Flash of light (180 x 180 cms)

Flash of light (195 x 130 cms)

Explanation “A”
 
We generally associate varnish with finality in time, and with superficiality in space. It has something like a petulant cherry on a cake, and also, negatively speaking, of a certain imposture. It is the make-up of a painting, and its anti-aging cream.

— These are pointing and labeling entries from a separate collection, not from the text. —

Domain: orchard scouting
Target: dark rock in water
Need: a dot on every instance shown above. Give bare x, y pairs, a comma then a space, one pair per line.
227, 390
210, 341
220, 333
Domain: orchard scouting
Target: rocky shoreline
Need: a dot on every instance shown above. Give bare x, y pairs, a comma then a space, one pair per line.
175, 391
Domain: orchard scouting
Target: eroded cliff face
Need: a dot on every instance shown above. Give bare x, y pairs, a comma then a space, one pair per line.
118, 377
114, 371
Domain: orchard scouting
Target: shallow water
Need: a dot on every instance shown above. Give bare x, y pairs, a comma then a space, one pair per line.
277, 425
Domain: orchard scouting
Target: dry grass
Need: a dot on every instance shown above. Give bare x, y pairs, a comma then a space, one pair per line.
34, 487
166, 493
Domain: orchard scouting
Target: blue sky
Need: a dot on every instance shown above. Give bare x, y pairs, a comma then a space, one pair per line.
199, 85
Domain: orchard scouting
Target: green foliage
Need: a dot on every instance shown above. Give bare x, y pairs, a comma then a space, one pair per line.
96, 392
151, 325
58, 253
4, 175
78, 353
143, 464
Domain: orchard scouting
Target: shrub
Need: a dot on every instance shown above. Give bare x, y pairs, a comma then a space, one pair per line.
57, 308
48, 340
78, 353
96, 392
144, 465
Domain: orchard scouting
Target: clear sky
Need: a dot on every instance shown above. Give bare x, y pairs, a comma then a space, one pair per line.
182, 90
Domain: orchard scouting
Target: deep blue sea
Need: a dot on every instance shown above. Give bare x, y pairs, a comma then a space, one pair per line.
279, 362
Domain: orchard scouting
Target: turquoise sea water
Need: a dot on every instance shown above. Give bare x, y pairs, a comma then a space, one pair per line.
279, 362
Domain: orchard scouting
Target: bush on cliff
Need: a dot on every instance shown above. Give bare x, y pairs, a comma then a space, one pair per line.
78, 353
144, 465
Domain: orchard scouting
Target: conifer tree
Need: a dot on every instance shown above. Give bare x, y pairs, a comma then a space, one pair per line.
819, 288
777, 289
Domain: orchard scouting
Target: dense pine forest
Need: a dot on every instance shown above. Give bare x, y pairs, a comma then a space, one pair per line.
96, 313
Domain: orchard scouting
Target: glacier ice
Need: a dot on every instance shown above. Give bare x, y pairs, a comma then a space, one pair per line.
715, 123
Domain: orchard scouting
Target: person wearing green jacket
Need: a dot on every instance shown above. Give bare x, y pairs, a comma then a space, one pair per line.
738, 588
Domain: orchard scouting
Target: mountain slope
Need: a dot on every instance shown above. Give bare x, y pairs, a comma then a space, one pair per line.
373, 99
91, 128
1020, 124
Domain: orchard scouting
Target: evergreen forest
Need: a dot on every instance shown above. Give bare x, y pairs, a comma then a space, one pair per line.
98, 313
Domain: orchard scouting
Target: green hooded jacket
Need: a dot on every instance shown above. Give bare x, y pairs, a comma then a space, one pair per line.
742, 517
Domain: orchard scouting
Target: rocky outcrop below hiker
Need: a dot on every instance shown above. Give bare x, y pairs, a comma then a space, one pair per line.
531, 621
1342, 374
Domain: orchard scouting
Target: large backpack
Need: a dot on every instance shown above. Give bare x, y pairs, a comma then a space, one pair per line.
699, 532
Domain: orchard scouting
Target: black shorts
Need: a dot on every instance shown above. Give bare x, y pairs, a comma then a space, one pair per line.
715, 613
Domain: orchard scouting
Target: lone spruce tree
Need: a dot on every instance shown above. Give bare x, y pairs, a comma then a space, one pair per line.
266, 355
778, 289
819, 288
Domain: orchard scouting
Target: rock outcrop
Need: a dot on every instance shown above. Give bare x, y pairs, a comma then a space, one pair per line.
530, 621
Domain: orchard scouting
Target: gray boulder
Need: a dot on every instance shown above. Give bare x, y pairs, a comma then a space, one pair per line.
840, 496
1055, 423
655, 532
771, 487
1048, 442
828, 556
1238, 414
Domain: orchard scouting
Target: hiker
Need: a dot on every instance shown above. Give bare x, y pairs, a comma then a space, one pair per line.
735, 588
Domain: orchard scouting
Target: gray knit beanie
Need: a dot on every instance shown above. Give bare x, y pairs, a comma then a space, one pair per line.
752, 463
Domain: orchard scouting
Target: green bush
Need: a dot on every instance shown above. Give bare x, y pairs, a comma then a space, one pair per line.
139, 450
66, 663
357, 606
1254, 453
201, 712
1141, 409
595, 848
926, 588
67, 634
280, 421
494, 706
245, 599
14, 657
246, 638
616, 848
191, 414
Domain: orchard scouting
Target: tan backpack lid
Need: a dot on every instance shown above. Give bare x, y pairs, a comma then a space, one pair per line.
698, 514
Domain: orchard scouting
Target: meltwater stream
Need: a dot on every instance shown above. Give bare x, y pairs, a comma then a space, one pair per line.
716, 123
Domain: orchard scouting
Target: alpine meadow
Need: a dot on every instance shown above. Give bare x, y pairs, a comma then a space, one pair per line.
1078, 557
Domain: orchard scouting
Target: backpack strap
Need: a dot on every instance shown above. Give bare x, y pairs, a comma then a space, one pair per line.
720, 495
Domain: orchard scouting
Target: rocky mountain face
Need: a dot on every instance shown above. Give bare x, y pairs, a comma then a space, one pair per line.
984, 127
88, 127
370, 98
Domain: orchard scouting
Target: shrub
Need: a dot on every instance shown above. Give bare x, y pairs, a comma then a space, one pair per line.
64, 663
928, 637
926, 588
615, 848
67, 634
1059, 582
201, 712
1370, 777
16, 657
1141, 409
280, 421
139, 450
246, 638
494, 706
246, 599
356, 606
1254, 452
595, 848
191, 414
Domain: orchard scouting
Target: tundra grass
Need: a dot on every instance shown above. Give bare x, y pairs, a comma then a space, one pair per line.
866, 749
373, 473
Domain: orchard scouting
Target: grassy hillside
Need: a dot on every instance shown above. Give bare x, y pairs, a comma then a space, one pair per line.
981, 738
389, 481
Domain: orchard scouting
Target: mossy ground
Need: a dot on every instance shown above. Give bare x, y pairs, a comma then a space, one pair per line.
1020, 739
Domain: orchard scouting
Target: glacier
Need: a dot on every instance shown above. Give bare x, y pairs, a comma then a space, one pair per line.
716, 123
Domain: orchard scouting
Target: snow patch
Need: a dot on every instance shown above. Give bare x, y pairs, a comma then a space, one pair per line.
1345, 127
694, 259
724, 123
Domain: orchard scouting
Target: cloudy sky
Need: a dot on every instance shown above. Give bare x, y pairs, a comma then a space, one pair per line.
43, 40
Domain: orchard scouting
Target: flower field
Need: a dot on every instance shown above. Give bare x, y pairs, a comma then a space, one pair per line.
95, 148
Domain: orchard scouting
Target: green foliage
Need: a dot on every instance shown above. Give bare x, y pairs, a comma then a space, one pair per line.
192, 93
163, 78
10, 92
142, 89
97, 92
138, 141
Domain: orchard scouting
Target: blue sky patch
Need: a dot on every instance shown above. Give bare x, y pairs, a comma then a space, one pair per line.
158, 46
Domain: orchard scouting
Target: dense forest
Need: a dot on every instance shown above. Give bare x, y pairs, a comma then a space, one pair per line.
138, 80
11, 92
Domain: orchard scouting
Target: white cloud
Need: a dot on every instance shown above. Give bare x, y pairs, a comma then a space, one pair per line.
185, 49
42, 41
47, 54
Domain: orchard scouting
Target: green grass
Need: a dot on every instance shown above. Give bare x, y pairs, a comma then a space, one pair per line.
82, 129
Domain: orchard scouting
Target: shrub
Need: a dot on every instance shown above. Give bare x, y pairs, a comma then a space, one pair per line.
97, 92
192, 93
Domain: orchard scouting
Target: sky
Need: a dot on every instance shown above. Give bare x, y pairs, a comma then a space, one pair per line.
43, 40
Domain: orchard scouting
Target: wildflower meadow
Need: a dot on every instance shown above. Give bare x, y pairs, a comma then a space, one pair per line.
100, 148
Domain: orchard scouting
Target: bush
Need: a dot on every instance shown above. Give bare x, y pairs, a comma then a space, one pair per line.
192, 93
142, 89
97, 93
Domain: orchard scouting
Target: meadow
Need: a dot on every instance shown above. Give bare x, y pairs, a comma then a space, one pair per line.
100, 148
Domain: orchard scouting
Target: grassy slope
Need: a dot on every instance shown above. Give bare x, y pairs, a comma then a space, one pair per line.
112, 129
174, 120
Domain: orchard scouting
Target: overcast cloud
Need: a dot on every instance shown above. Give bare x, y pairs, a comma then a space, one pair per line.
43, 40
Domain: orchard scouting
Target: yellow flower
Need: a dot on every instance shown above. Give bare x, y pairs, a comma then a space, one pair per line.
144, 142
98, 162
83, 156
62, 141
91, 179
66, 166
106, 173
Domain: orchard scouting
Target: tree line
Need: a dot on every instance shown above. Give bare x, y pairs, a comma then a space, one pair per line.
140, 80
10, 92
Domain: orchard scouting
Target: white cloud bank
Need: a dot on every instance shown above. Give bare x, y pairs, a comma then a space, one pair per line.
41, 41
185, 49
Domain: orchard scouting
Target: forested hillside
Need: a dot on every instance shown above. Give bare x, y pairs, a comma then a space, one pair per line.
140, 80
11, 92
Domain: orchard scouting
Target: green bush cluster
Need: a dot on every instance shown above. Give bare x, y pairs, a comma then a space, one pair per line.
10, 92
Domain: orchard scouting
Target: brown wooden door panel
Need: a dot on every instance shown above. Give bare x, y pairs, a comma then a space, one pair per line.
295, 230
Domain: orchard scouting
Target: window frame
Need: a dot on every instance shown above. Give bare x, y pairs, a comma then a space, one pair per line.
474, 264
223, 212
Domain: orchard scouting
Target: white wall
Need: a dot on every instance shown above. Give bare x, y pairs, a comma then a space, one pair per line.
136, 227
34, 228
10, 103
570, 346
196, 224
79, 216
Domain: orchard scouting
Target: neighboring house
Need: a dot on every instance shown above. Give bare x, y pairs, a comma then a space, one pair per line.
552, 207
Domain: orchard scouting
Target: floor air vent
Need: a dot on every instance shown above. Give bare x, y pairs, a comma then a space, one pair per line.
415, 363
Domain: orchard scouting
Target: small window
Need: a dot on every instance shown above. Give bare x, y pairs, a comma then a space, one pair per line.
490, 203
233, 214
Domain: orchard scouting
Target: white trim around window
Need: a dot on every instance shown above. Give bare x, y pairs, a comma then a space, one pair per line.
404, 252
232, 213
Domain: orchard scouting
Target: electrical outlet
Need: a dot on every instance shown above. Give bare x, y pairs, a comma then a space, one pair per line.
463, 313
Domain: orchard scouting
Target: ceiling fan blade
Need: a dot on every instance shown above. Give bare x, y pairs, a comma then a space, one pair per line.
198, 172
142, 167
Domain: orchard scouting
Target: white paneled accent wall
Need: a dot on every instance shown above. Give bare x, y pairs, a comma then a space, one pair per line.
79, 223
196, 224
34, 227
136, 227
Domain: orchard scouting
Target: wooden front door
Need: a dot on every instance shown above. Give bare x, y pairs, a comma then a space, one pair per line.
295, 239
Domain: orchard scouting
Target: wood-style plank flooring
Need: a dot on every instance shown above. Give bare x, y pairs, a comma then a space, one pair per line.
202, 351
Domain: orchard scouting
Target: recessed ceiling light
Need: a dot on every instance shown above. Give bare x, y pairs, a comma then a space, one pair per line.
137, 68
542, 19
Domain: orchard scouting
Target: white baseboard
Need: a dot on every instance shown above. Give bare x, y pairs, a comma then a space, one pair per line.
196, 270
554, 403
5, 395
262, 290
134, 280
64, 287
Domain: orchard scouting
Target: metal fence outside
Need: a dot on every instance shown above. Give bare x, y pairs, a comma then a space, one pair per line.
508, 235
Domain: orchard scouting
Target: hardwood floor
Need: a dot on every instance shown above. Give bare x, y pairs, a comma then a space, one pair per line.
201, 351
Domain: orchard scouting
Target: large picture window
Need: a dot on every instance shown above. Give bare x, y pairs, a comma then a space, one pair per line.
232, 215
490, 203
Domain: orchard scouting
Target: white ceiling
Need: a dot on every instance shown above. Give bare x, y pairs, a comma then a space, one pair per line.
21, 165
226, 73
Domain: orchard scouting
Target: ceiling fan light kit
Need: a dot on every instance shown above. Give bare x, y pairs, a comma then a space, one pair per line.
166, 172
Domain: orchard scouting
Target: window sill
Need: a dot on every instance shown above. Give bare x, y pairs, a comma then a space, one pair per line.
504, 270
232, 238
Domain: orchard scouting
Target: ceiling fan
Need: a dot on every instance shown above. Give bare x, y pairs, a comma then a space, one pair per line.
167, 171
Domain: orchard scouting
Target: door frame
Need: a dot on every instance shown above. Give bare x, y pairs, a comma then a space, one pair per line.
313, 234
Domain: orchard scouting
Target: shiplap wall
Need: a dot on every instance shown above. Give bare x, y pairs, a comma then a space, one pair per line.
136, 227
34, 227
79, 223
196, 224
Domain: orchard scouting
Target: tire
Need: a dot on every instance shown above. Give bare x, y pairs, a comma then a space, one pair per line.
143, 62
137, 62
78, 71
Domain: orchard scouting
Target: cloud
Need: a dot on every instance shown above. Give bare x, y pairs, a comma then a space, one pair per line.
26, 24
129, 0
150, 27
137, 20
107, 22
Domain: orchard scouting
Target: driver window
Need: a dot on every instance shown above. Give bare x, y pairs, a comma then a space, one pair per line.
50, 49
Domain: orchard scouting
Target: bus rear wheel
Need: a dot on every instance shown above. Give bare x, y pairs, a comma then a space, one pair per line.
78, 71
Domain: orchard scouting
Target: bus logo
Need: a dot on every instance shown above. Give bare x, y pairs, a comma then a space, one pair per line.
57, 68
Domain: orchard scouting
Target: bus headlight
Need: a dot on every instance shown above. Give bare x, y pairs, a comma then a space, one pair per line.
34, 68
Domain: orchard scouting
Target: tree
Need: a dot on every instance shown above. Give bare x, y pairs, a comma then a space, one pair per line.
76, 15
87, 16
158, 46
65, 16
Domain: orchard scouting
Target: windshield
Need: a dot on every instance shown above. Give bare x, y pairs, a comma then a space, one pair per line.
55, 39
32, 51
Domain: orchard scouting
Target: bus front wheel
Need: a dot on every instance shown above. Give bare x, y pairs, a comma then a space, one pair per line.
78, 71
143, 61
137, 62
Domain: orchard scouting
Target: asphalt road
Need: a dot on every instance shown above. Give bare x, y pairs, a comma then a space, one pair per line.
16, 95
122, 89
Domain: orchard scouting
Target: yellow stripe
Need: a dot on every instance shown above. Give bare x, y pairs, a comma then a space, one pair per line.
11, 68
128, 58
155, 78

Nevertheless, as a constructive material, it has such an ungovernable and liberating character that I chose it when I needed to mutilate the geometrising homing instinct that I was starting to develop. Against geometry, anarchy. Varnish as a detonant, not as a cosmetic. In the depth and at the beginning: where it itches most
 
Explanation “B”
 
Yesterday I went out in no hurry, with no apparent reason and with no keys. It happens quite often, especially the key part. I was homeless for six hours. I couldn't get in, I couldn't paint, I couldn't do anything that I can conjugate. I realised that you can't open the door with the x-ray of the doorman's daughter's neck, that Fred Flintstone's prehistoric dog was a son of a bitch, although Wilma must have been a pretty sensible primitive woman, despite her deafness, and that I couldn't care less about that sunny day full of General Strikes, unions, employers, Zapatero's politics and, practically, all parts of existence that were not locked behind the door of my studio. I'm selfish, I admit it, and at times the world seems like a sticky varnish that life pours over you when you've just had a shower. Sometimes it's just so good to be alone, painting. I don't know if the universe is infite, but it certainly has a lock.